Actually, slavery was a bitter dividing line among the founders of the USA. It is intellectually lazy to ascribe slavery to all of the founders of the USA. It also insults those who were vocally and politically against slavery, from the very earliest days. You can find many examples with any effort at all.

Is there anything at all to be said about the fact that slavery ended up being permissible anyway? Or is that just lazy?

Like, doesn't the sheer magnitude of the inhumanity that actually existed in these times kind of overshadow whatever armchair-enlightment some guys voiced?

How could you be aware of what they did in those times even the slightest bit, and yet still be concerned that one might "insult" guys who have been dead 200 years? How can that even make sense?

Slavery wasn't invented in America. It was common during the Roman Empire and thousands of years before that. Blaming 18th century folks for not righting every wrong up to their time is lazy, as it would be to attribute full-responsibility to you today for something improved and looked down upon in the future.

(None of us are fully independent but gain and suffer inertia from history and society at large.)

Still, we can learn from Ancient Greece, American Founders, as well as folks today.

I apologize, this is such a strange way to be positioned to all this. The point of bringing up something like the practice of slavery in early America is not about "blaming" people about anything. They are already dead! Many generations over. This conceit that the bare acknowledgement of history itself should merely serve to assign blame or culpability to certain people or another feels just so wrong.

The point is that it happened. It was determined and sustained by countless totally mechanical and impersonal conditions and tendencies. Just as the operative ideologies in play in the minds of all our fave founding fathers can only be viewed from our purview as some composite of factors, not as some collection of good guys and bad guys. To point out that maybe they should not be a moral compass to us today is not scapegoating them in some grand moral court of human existence! Its just making a point, and urging historical context as a tool to maybe be a little more rational about our world today. There is nothing at stake but that.

This whole thread is a bit weird now rereading it. My post was pushing back on the narrower idea that past folks' ideas in subject area A should be disregarded because they may have participated in now unacceptable subject area B. Also that Americans tend lack context around the subject.
Yes it was so divisive in the late 18th century in what became the U.S. that the founding father punted the issue so that the 13 states would ratify the new constitution. The issue was swept under the rug until that rabble rouser Abe Lincoln got elected, and all the slave states seceded between the time he got elected and inaugurated, sone 80 years after the signing of the declaration of independence.

Feel free to downvote because I’m not gonna accept your revisionist history.

Almost all of the founding fathers either owned slaves or weren't willing to stick their necks out to stop it. We absolutely should question their judgement.
less than ten seconds of research:

$googlesearch "how many signers of the US Constitution were slave owners?"

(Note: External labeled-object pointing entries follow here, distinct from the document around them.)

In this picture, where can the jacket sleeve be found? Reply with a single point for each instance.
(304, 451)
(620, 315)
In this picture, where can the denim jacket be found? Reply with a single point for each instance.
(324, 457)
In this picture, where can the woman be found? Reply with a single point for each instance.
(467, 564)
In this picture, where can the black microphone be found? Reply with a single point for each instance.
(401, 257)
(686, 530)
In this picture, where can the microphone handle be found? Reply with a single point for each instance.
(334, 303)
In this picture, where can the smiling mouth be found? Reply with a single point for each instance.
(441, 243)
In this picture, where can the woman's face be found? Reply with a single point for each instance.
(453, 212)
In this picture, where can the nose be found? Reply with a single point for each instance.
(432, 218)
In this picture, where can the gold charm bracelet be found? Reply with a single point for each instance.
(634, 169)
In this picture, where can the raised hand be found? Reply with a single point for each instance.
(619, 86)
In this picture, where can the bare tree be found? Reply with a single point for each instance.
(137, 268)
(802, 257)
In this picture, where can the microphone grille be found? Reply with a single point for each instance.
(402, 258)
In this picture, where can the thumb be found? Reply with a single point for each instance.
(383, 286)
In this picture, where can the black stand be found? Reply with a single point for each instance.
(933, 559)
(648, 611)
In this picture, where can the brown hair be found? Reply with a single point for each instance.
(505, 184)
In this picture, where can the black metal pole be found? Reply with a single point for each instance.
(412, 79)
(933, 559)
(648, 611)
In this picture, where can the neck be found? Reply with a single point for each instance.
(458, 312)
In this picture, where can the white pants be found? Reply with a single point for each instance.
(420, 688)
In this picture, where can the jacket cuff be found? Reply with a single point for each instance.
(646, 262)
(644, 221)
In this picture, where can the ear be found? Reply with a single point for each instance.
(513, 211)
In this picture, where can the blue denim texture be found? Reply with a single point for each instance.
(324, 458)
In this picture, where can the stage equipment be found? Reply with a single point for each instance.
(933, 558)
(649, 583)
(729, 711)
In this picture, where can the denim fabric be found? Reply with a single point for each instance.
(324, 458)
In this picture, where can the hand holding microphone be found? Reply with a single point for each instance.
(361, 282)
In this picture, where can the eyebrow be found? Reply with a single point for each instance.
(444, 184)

25 Of the 55 delegates to the Constitutional Convention, about 25 owned slaves. Many of the framers harbored moral qualms about slavery.

Historical Context: The Constitution and Slavery

Politics is the art of the possible. Given what post-slavery America looked like for the former slaves (not much different), the question becomes: do you care so much about slavery, which is an ancient institution, that you give up the idea of forming a united front?

Was it good? No, it was a bad idea. But that's something we say comfortably from our homes in a large, powerful country. In 1787... this was a remote and weak place. If you wanted the slave-dependent colonies to join, you had to either buy their slaves from them or allow it to continue. And there wasn't enough money to buy them.